For athletes accustomed to waiting months for endorsement deals to materialize or dealing with performance-based bonuses that may never come, the immediacy and transparency of OnlyFans’ payment structure represents a fundamentally different economic relationship.
The Broader Economic Context
The athlete-OnlyFans phenomenon reflects broader issues in sports funding and athlete support systems. Several factors contribute to this trend:
Stagnant Funding: As Laugher noted, funding levels for many sports haven’t kept pace with inflation or cost of living increases over the past decade.
Limited Commercial Opportunities: There are very few commercial opportunities for divers and many other Olympic sports, limiting traditional sponsorship and endorsement income.
Training Demands: The full-time nature of elite training makes it difficult for athletes to maintain traditional employment alongside their sporting careers.
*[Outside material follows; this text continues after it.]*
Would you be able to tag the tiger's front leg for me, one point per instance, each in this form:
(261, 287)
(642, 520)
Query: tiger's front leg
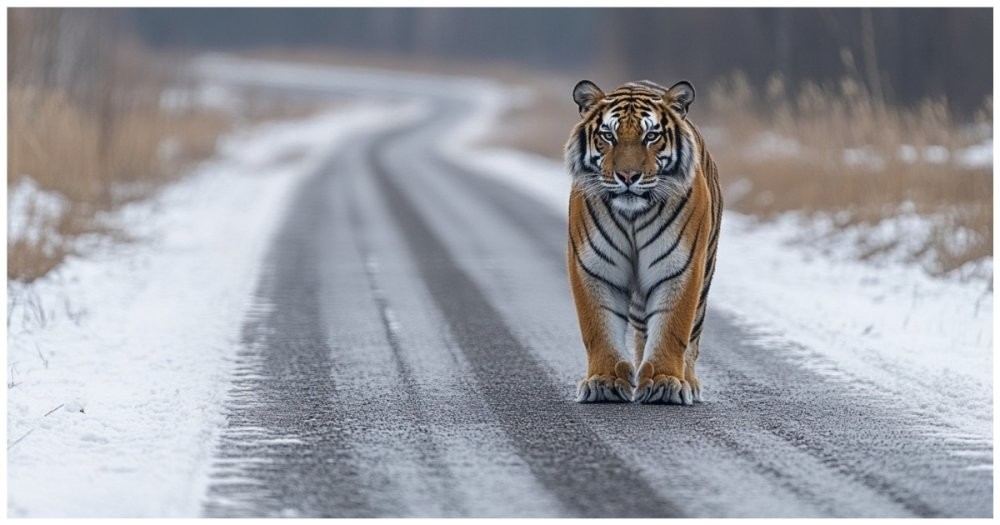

Career Duration: Athletic careers are typically short, creating pressure to maximize earning potential during peak competitive years.
The Implications
This trend raises important questions about how we support elite athletes and what constitutes appropriate funding for Olympic-level competition. The fact that world-class athletes feel compelled to seek alternative income streams suggests potential gaps in existing support systems.
From a purely economic perspective, athletes are leveraging their personal brands and physical conditioning—products of years of training and investment—to create sustainable income streams. This represents a form of entrepreneurship, albeit one that operates in a complex moral and social landscape.
Looking Forward
The athlete-OnlyFans trend is likely to continue as long as the underlying economic pressures persist. Rather than focusing solely on the platform choice, the conversation might be more productively directed toward addressing the systemic funding issues that drive these decisions.
In that context, £28,000 per year hardly keeps pace with other workers of Laugher’s age, not least when one considers the hours worked. This observation highlights the core issue: elite athletes often work full-time hours for part-time pay, creating natural incentives to seek supplementary income.
The athletes who have chosen this path are making pragmatic business decisions within the constraints of their circumstances. Understanding their motivations—financial stability, career sustainability, and the desire to continue competing at the highest levels—provides a more nuanced view of this phenomenon than simple moral judgments.
As the conversation continues, it may be worth examining not just the choices athletes are making, but the conditions that make those choices necessary. The real story isn’t about OnlyFans—it’s about the economics of elite sport and how we as a society choose to support the athletes who represent us on the world’s biggest stages.